Davenport Lend-a-Hand Inc. sits just west of the heart of downtown Davenport on the corner of Third and Ripley streets. The high rise for seniors puts a roof over their heads and helps put food on the table. Serving on the board with Lend-a-Hand, Kurt Spurgeon is glad to be contributing to their mission in the heart of the city he calls home.
“Working and living in Davenport, I’m committed to ensuring my community is a place where those in need, especially seniors, are able to secure adequate housing and services to improve their lives. I enjoy being able to give my time to an organization like Lend-a-Hand for that reason,” Kurt shared.
Kurt connected us with John Neuberger, Lend-a-Hand’s President, to learn more about their services for those in need.
What is your mission?
Davenport Lend-a-Hand Inc. seeks to enhance the dignity and quality of life for those with physical, mental, or age-related limitations by funding and providing support services.
What kinds of support services do you provide?
We provide a lot of basic needs for our residents in our high rise senior living facility, Edgewater-on-Third. Some examples include small appliances, YMCA memberships, or basic toiletry items.
We also have a separate entity that funds Edgewater-on-Third and provides grants to organizations like Humility of Mary, Project Renewal, and CASI. These partnerships ensure we don’t duplicate services and partner in ways that best help our residents and the community.

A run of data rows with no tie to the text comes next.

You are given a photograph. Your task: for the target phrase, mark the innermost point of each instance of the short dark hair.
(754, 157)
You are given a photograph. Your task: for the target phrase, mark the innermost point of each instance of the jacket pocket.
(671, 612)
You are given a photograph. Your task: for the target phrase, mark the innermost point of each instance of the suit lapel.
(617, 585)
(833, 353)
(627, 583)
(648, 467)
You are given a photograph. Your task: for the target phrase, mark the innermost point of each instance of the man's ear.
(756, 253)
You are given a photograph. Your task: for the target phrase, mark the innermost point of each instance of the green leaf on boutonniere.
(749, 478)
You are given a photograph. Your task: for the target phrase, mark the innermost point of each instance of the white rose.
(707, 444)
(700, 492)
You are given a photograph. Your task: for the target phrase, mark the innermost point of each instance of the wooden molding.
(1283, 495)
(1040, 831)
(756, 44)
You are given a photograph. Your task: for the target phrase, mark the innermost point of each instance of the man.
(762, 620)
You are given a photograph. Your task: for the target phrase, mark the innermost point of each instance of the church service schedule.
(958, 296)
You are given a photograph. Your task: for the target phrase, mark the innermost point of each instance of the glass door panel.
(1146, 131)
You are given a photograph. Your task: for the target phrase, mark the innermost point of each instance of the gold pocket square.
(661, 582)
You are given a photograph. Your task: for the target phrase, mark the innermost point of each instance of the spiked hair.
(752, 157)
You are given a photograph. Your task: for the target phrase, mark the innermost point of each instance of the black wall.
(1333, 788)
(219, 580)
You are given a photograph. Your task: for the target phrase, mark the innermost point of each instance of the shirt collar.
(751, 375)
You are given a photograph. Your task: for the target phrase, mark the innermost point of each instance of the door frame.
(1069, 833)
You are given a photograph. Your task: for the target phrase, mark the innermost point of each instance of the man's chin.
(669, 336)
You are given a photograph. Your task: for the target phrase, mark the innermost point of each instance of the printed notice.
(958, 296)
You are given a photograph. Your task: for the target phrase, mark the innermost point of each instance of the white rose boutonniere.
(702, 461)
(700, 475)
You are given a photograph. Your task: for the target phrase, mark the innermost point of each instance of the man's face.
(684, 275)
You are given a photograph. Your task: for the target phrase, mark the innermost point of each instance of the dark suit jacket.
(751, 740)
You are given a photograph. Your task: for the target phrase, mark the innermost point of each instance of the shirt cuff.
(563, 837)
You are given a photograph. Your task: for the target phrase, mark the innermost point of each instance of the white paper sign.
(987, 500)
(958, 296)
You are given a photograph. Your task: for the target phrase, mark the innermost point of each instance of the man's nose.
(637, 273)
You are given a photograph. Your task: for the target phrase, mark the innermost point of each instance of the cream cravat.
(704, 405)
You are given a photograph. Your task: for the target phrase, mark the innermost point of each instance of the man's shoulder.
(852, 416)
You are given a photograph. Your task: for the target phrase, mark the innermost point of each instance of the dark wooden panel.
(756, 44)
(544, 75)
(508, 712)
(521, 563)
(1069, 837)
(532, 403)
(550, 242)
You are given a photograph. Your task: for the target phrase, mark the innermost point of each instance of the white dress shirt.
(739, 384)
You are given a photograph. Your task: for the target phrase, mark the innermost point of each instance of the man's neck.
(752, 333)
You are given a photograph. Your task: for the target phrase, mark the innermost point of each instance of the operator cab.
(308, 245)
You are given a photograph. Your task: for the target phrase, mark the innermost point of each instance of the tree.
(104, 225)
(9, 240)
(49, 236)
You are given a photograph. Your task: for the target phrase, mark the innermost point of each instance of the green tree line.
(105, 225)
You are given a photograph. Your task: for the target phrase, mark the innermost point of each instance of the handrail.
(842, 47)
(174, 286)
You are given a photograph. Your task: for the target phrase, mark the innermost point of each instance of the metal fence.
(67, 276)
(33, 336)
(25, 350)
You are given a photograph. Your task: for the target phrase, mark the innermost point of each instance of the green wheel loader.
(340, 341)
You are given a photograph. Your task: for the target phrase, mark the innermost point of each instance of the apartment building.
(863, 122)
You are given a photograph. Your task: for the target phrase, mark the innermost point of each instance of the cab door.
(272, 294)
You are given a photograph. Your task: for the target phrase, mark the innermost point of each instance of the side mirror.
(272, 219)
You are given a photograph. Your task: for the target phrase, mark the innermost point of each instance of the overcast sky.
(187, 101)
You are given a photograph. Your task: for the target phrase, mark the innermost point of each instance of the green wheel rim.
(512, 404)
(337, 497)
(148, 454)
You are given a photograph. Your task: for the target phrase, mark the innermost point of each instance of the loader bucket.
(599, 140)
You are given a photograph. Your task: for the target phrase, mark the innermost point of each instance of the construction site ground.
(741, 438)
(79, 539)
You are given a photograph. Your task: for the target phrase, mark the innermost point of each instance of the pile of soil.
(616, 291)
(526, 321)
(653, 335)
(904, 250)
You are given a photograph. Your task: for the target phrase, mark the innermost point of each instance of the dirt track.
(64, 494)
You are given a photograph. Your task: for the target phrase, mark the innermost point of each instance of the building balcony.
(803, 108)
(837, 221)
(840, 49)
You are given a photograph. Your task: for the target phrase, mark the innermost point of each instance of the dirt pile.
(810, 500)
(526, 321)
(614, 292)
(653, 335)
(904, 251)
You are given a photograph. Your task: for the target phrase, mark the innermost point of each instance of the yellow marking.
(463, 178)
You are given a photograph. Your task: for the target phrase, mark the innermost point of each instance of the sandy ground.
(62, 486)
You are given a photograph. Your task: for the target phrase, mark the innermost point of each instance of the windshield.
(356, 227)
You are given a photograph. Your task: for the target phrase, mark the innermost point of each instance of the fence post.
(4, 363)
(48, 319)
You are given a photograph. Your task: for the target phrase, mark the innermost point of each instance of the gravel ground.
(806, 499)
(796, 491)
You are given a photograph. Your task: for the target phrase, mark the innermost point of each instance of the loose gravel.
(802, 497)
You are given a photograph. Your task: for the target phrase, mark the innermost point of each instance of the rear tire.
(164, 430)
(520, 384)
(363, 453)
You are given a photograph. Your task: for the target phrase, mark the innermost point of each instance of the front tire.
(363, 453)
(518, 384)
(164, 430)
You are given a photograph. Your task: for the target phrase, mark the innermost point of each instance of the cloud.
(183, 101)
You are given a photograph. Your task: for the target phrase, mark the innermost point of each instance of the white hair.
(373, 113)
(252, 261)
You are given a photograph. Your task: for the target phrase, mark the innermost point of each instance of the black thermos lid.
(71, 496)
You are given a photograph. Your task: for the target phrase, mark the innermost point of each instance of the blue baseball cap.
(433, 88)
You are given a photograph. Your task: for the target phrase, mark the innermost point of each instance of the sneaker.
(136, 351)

How have you changed over time?
Davenport Lend-a-Hand Inc. was founded on Christmas Day in 1886 by a group of “high spirited and noble minded women to make life better for working girls,” according to an old newspaper clipping I found. History buffs may know that downtown Davenport was a bit rough in the late 1800’s, so these women founders wanted to provide housing for the rural girls who came into work downtown.
Initially, they rented places for the girls to stay, but in 1923 they built a housing location at 105 S. Main (where the fountain is now on River Drive). That building was intended to house working women, the elderly, and handicapped people.
In the 1980’s, the Main Street building needed a lot of work and was in a flood plain, so the City acquired it and tore it down. Soon after in 1988, we secured financing for the 100-unit building at 3rd and Ripley Street in downtown Davenport, now named Edgewater-on-Third.
While we no longer serve just women, we have always been dedicated to enhancing quality of life for seniors and those with mental or physical limitations for 131 years.